Saudara-Saudara pendengar yang kami kasihi di mana pun Anda berada, Anda kembali bersama kami dalam acara TELAGA (Tegur Sapa Gembala Keluarga). Acara ini diselenggarakan oleh Lembaga Bina Keluarga Kristen (LBKK) bekerja sama dengan radio kesayangan Anda ini. Saya Stella akan berbincang-bincang dengan Bapak Penginjil Sindunata Kurniawan, MK. Beliau adalah seorang pakar dalam bidang konseling keluarga. Perbincangan kami kali ini adalah tentang "Orang Dewasa, Belajarlah!". Kami percaya acara ini pasti bermanfaat bagi kita sekalian dan dari studio kami mengucapkan selamat mengikuti.

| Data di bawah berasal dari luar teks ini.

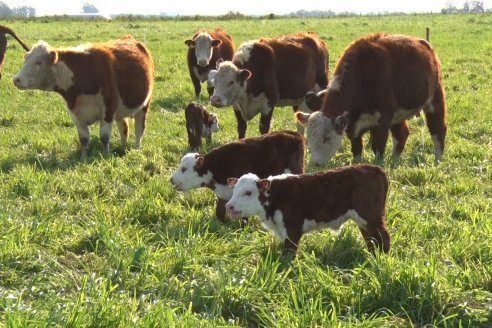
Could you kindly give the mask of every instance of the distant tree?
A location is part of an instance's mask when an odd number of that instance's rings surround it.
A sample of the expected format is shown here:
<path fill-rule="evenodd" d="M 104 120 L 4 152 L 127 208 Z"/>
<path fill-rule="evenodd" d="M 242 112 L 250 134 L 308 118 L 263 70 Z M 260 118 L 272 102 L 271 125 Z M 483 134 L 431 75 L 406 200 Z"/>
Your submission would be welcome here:
<path fill-rule="evenodd" d="M 8 17 L 12 16 L 12 9 L 3 1 L 0 1 L 0 16 Z"/>
<path fill-rule="evenodd" d="M 97 14 L 99 12 L 99 9 L 97 9 L 96 6 L 91 3 L 85 3 L 82 6 L 82 12 L 84 14 Z"/>
<path fill-rule="evenodd" d="M 467 1 L 469 11 L 472 13 L 483 13 L 483 1 Z"/>
<path fill-rule="evenodd" d="M 28 6 L 15 7 L 12 9 L 12 16 L 34 17 L 36 16 L 36 9 Z"/>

St : Pak Sindu, biasanya yang disuruh-suruh belajar adalah anak-anak kecil sampai anak kuliah. Tema kita kali ini adalah orang dewasa yang disuruh belajar. Kenapa kita perlu membahas topik ini, Pak ?
SK : Seperti yang Bu Stella sampaikan, belajar memang dikonotasikan untuk anak-anak dan juga untuk pelajar dan mahasiswa. Itu memang untuk tugas kehidupan, untuk mandiri, memiliki pekerjaan dan keterampilan hidup. Tetapi rupanya, belajar itu tidak cukup hanya berhenti sampai menjadi mahasiswa karena kalau kita berhenti belajar maka kita akan terjebak pada kehidupan yang sudah mapan ini, fokus pada rutinitas keseharian – bekerja, menjadi suami atau istri, menjadi ayah atau ibu – komunitas hobi, rekreasi dan kegiatan bersosialisasi, dan hidup kita ibarat menggelinding, kita berhenti belajar dan sebagai akibatnya kita akan mengalami beberapa kerugian.
St : Apa kerugiannya jika kita sebagai orang dewasa berhenti belajar ?
SK : Yang pertama, mengalami penuaan dini. Salah satunya adalah penuaan dini pada fisik. Jika kita tidak belajar keterampilan baru dengan tangan dan kaki kita, kemungkinan keterampilan tangan dan kaki kita jadi terbatas. Khususnya kalau selama ini pekerjaan kita tidak memanfaatkan tubuh, lebih sekadar mengandalkan otak atau kemampuan berpikir abstrak. Penuaan dini juga terjadi di otak. Mungkin pekerjaan kita menghitung atau berpikir. Tetapi karena kita melakukannya berulang-ulang dari tahun ke tahun – belasan dan puluhan tahun – akhirnya sel otak kita tidak mendapat rangsangan. Itu membuat kita masuk ke dalam kepikunan. Sebagian orang menjadi pikun karena faktor keturunan, tapi bisa dicegah atau diminimalisir kalau kita aktif dalam menggunakan otak kita belajar hal-hal baru terlebih di usia 40 tahun ke atas. Itu akan membuat otak kita segar, daya ingat kita akan tetap tajam dan kemampuan berpikir kita jernih bahkan bertambah jernih.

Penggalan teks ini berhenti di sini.